Some of you are reading this only because you've got something on your face. Without those glasses, this would just be a blur. But whether or not you need corrective lenses to read, one thing I can safely say is that we all have needed some spiritual vision correction. And in our text from Colossians 1, we see Jesus giving that to us. So we have reason to put on this Christ lens, because Jesus changes the way things look - the way we look to God and the way he looks to us.
The text starts describing how we did look to God. Verse 13: "For he has rescued us from the dominion of darkness." We were "in the dark," clueless, helpless, hopeless. But he rescued us. He "brought us into the kingdom of the Son he loves." Now we're in the light; God sees us much differently now. Verse 14 says how: "In him (Jesus) we have redemption, the forgiveness of sins."
That combination of words is pretty spectacular - redemption - the buying back, the price paid; and forgiveness, real literally, "the pushing away, leading away" of sin. That combination of words would've jumped out at anyone familiar with worship in Old Testament times. Those two words summed up the biggest day in the church year - our Christmas and Easter rolled into one. Those two words are what they saw visibly on that Great Day of Atonement, what they called Yom Kippur. That was the day those two goats were chosen.
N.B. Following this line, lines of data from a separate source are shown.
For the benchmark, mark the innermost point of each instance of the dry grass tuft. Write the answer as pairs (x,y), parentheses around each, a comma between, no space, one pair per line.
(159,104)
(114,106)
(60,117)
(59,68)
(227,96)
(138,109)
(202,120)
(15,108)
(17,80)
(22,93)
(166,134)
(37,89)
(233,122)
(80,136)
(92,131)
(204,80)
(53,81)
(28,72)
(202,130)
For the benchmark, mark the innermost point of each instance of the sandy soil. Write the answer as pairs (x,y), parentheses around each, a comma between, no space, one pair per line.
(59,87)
One was sacrificed and his blood sprinkled on the people and then also in the most Holy Place of the temple, the place where God dwelled - the place no one could enter - ever, except the high priest, and only on this one day, and only with that payment of blood. You see blood was the proof of the wage for sin paid - death. Blood pointed them forward to the blood of the lamb - Jesus, our king, whose blood would be shed to pay our redemption price once and for all.
And there was that other goat - the forgiveness picture. That goat too was brought in front of all the people. The priest placed his hands on its head and confessed the sins of the entire congregation on it. And then they watched, as that scapegoat was led out into the desert, far away, never to be seen again - carrying the sins of the people with him - gone, removed. These are the concepts that crystallize God's viewing of us. He has put on the Christ lens and so he sees us... he sees you as his children, as perfect because all he sees is the perfection of the Son he's looking through in place of those sins that were there. But now those sins have been led out into the wilderness when the King of Creation - our Savior, was led outside of the city to that skull-shaped hill and made to pay willingly the price, the wage for each sin of darkness.
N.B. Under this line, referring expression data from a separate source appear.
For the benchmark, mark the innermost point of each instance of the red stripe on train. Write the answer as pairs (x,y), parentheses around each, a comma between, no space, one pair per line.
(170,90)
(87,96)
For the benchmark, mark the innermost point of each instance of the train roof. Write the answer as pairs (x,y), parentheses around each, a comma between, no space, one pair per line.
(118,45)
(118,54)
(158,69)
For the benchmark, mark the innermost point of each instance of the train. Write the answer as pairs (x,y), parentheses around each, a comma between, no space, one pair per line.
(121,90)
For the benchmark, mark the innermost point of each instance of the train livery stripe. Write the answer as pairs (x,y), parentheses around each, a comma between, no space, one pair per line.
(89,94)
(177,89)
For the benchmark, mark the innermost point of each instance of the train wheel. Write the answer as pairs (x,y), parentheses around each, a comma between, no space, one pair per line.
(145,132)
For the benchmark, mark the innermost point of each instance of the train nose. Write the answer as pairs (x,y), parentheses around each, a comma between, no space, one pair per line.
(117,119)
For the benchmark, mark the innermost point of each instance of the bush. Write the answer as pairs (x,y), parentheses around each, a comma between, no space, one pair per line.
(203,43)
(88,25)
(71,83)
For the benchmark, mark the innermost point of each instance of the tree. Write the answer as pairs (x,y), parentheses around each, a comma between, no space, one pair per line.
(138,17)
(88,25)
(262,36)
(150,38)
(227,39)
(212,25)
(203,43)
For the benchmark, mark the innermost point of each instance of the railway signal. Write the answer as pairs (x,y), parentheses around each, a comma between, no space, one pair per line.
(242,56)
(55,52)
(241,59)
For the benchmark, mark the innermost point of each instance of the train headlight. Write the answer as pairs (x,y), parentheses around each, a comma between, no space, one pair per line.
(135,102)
So now, through the rose colored (stained red by the blood of the lamb) glasses, God doesn't see the blurry lines of sins and situations we didn't know how to handle. He doesn't see the double vision of when we say one thing and think or do another, because he has put on the Christ lens, and we look perfect to him.
Of course that Christ lens affects the way we see God too. Look at our text and see how this Christ lens shows us the invisible God. For us here though, we'll have to save that for another time. Just don't forget to make sure you see everything and everyone through Christ. Thank God he does.